Gunson, Sinsabaugh’s partner and friend, was stubborn in his belief that it was not altogether an accident which had been responsible for the death of Sinsabaugh.
“It was an accident, all right—but it was planned, I tell you, Chief,” he was insisting to Inspector Murchison, his immediate superior.
“If you’re thinking of Masterman; Dave, you’re all wrong, boy,” replied Old Dan. “He’s not in on this? — how could he be? Anyway, you know what it was—th’ gas-tank exploded in Thompson’s warehouse next door, and—”
“Well—that’s all right, Chief, but how do you account for the fact—”
“—That it got into Sinsabaugh’s rooms first?

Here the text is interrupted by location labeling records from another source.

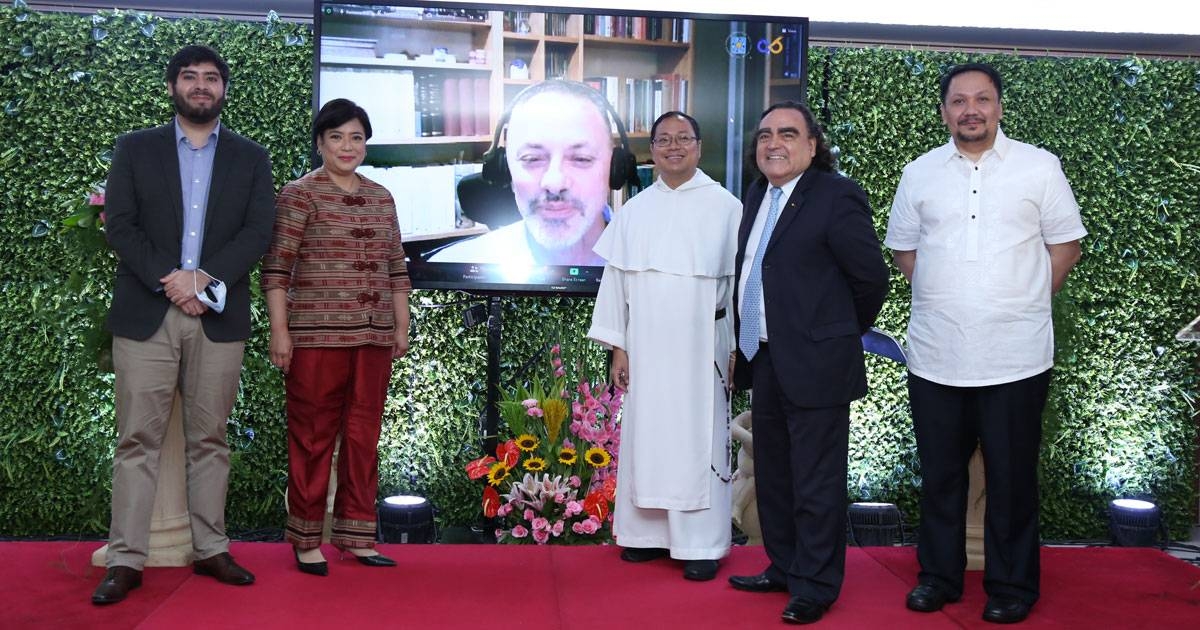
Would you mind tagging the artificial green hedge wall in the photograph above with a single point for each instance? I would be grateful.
(1119, 421)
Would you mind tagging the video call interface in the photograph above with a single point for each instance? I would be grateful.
(439, 82)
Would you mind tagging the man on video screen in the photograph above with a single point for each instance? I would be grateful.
(557, 153)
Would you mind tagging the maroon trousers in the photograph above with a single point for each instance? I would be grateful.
(330, 393)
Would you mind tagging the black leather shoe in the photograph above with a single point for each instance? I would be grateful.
(117, 583)
(311, 568)
(700, 570)
(928, 598)
(756, 583)
(803, 611)
(643, 553)
(378, 559)
(1005, 610)
(223, 569)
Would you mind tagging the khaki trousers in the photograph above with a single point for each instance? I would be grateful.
(180, 357)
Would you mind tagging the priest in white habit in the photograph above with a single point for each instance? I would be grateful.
(664, 309)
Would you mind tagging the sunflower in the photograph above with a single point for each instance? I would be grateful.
(598, 457)
(498, 473)
(527, 443)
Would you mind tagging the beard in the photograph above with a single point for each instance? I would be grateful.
(555, 234)
(198, 115)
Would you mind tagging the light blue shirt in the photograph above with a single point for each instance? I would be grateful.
(195, 175)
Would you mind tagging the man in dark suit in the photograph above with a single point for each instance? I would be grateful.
(811, 271)
(190, 209)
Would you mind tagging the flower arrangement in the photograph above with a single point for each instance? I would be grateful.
(555, 479)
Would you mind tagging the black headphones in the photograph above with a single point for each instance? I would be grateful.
(623, 167)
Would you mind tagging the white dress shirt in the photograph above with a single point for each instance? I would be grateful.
(982, 282)
(760, 222)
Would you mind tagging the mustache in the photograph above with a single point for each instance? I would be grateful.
(556, 198)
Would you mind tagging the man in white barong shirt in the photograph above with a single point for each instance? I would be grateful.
(987, 229)
(664, 309)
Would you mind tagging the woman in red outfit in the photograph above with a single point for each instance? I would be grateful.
(337, 297)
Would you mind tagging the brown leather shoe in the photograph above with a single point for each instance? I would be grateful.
(223, 569)
(117, 583)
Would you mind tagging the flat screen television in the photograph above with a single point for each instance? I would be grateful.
(481, 117)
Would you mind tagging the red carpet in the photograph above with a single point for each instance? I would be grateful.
(48, 585)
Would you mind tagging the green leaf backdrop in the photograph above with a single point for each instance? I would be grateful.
(1120, 419)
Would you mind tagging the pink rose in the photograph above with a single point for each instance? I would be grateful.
(591, 526)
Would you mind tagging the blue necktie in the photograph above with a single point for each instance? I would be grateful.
(750, 334)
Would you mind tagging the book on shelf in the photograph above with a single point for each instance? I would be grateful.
(639, 102)
(431, 105)
(424, 196)
(388, 95)
(639, 28)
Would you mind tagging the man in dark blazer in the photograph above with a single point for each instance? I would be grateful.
(190, 210)
(811, 271)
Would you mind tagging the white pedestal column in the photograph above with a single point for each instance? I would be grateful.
(171, 533)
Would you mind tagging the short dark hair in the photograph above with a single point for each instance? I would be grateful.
(191, 55)
(987, 69)
(336, 113)
(823, 159)
(695, 126)
(570, 88)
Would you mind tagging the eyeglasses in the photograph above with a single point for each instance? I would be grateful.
(684, 142)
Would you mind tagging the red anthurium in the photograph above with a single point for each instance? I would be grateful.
(478, 468)
(609, 489)
(595, 504)
(508, 453)
(491, 502)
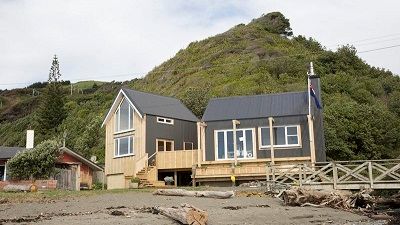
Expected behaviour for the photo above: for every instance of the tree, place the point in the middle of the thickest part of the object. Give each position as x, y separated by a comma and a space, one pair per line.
37, 163
51, 111
196, 100
275, 22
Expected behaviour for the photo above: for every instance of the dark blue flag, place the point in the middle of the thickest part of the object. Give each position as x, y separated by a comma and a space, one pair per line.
312, 94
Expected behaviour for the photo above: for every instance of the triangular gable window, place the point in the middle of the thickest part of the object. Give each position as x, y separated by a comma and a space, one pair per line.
124, 117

Why — that it smashed through the party wall—it is only, a few inches thick there, you know—and Sinsabaugh’s rooms were right up against it.”
“Sure, Inspector—but this is what I believe—” Gunson leaned forward earnestly, tapping his knee with a blunt forefinger. “I believe that someone — Masterman, for a good guess — made that hole in the wall, pushed the tank through, and then smashed it open in Sinsabaugh’s rooms, just a little while before poor Jim came home—to die.” He paused. “Masterman knew all about tanks and gas—he was an expert—before he turned yegg—an oxy-acetylene blowpipe would have done it—easy — for him.”
The inspector grunted.
“That’s all very well, Dave,” he made answer, “but there’s one little thing you’ve overlooked—there’s one flaw in your argument: we’ll suppose Masterman, or whoever it was got into the warehouse—breached the wall—rolled in the tank—and let out the gas with a blowpipe. Well and good. Then, how do you account for the fact that the murderer—if there was a murderer — was not himself gassed? You know what chlorine is, Dave — no—it was just an accident—that’s all there is to it.” Gunson’s jaw set stubbornly. “I can’t answer that, Inspector,” he said — “I’m not going to try—just now—but as sure as—as Duster Joe Masterman came out of stir when his time was up — Jim Sinsabaugh was murdered—and you can’t make me believe anything else.”
He rose, his face grim with purpose. “You’ll give me a week—working alone?” he questioned. “That’s all I’ll ask—a week—no more.”
By way of answer the grizzled inspector bowed his head. Sinsabaugh had been one of his best men. He liked Gunson.
“Go to it, my boy,” he said heavily, “and—good luck.”
Gunson took his leave. But there was one thing he had neglected to mention to Inspector Murchison; a small thing, if you will—but a clue which had furnished him with an idea—a something he had observed at the house on Varick Street on the day of the explosion as the firemen had issued from that house of death. This he had kept to himself, but time was precious. A day might be too little—or too much.
IV
Chicken-Foot Darragh reclined against the bar at Gaspipe Looie’s. At Looie’s you can still purchase a pretty fair quality of hooch for four bits even now, and the snowbird brigade makes it a headquarters, too.
Darragh, his head wagging foolishly, his loose lips mouthing his words, retailed a story for the twentieth time, half to himself, half to a saturnine individual with a predatory nose and a straight gash for a mouth who had for some reason, bought Darragh a drink.
“Here’s luck,” said Darragh. “Well — as I was sayin’... I seen this ghost, or whatever it was, as I was goin’ in th’ basement door. It looked like—it looked like—”
He paused—shivered—drained his glass.
“Yes?” prompted his new friend. “Like what, bo?”
He spoke in a friendly tone, yet like velvet over steel, but if Darragh could have seen his face—the look in the deep-set, implacable eyes—his whistling breath might have ended in a sudden gasp.